The company Neuralink recently unveiled a new video in which a monkey is seen typing entirely with its brain, which it claims will advance efforts to implant the chip into people the following year. It’s not the first time we’ve seen something similar, but Neuralink claims the demonstration demonstrates “telepathic typing” by allowing the monkey to communicate with the computer through a chip implanted in its brain.
The presentation last week, titled “Neuralink Show and Tell,” took a close look at the work the company has been doing lately, including the neural interface, implant testing, and spinal cord applications.
A live robot implant of the chip was performed by a group of researchers, a monkey was shown typing on a virtual keyboard, and other demonstrations of the various uses of an internal brain-computer interface were shown after an introduction by co-founder Elon Musk. Although the technology is meant to aid those who are blind or paralyzed, even Elon Musk has hinted at purchasing one.
Musk said that now that they have arrived to this point, the chip will soon be accessible for human clinical testing. He even went so far as to say that he feels the method is safe enough to use if his children were involved in an accident that Neuralink could help with.
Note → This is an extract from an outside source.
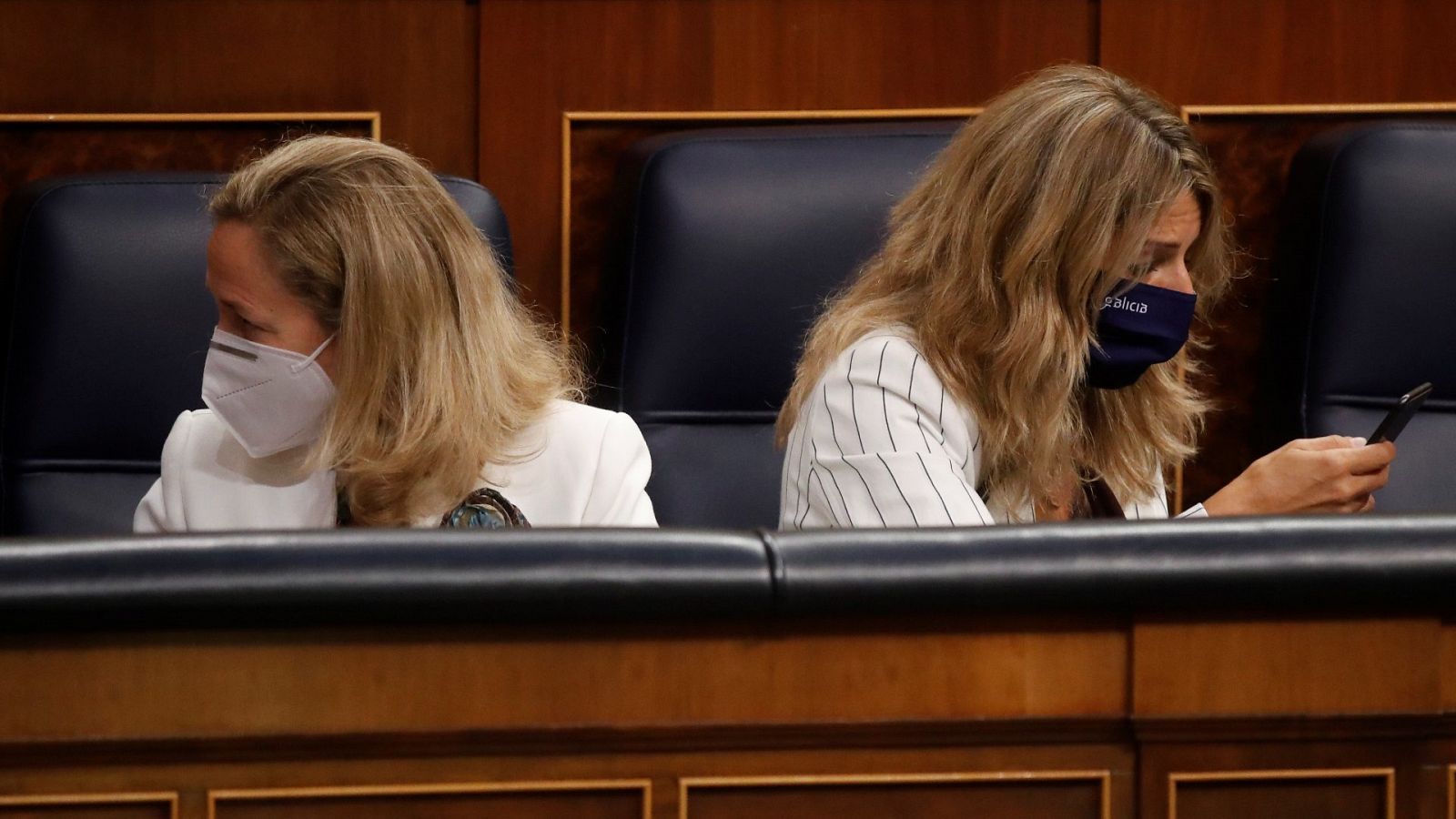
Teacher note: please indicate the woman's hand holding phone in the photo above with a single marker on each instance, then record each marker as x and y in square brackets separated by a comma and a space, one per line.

The millionaire had previously made absurd claims about the technology, claiming it will “cure” tinnitus and “make language useless” in 5–10 years. Before the product may enter human minds, the corporation must first receive FDA permission.
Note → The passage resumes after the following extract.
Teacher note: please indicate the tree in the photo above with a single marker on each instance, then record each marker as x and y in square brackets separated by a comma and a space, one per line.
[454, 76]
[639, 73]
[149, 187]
Despite the work’s stunning appearance, the neuroscience community has strongly criticized it for being significantly less cutting-edge than Neurolink claims, as well as for their high mortality rates for the monkeys utilized in testing.
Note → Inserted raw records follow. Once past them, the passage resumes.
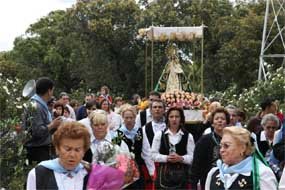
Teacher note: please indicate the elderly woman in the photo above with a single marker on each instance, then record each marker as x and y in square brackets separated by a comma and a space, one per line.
[173, 149]
[71, 141]
[239, 167]
[99, 124]
[270, 124]
[207, 148]
[114, 119]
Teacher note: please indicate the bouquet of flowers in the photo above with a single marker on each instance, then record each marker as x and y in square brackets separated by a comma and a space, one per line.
[113, 168]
Although Neuralink claims to be at the cutting edge of medical technology and is developing brain-computer interfaces that will fundamentally revolutionize how we care for patients with life-altering illnesses, neuroscientists contend that Neuralink is actually years, if not decades, behind. In recent years, numerous laboratories have shown wired and wireless devices that can detect brain impulses and transform them into computer operations. Brain interfaces have been around for a while. The company is one of the few investigating direct brain implants, but doing so has a price.
The internet was flooded with proof of Neuralink’s alleged mistreatment of animals earlier this year, according to allegations that suggested the company may be killing more primates than necessary. According to a complaint filed by the Physicians Committee for Responsible Medicine (PCRM), Neuralink’s research at the University of California Davis, where it was housed before moving to Texas, was inhumane and caused primates to suffer needlessly.
The college claimed to have 185 pictures, including necropsies, of the monkey studies but would not share them because “the public would misunderstand them.” The corporation is still being sued for the cruel treatment of lab animals.
Musk addressed these worries in the most recent episode of Show & Tell, although it is still unknown whether the monkeys are truly “happy and healthy.”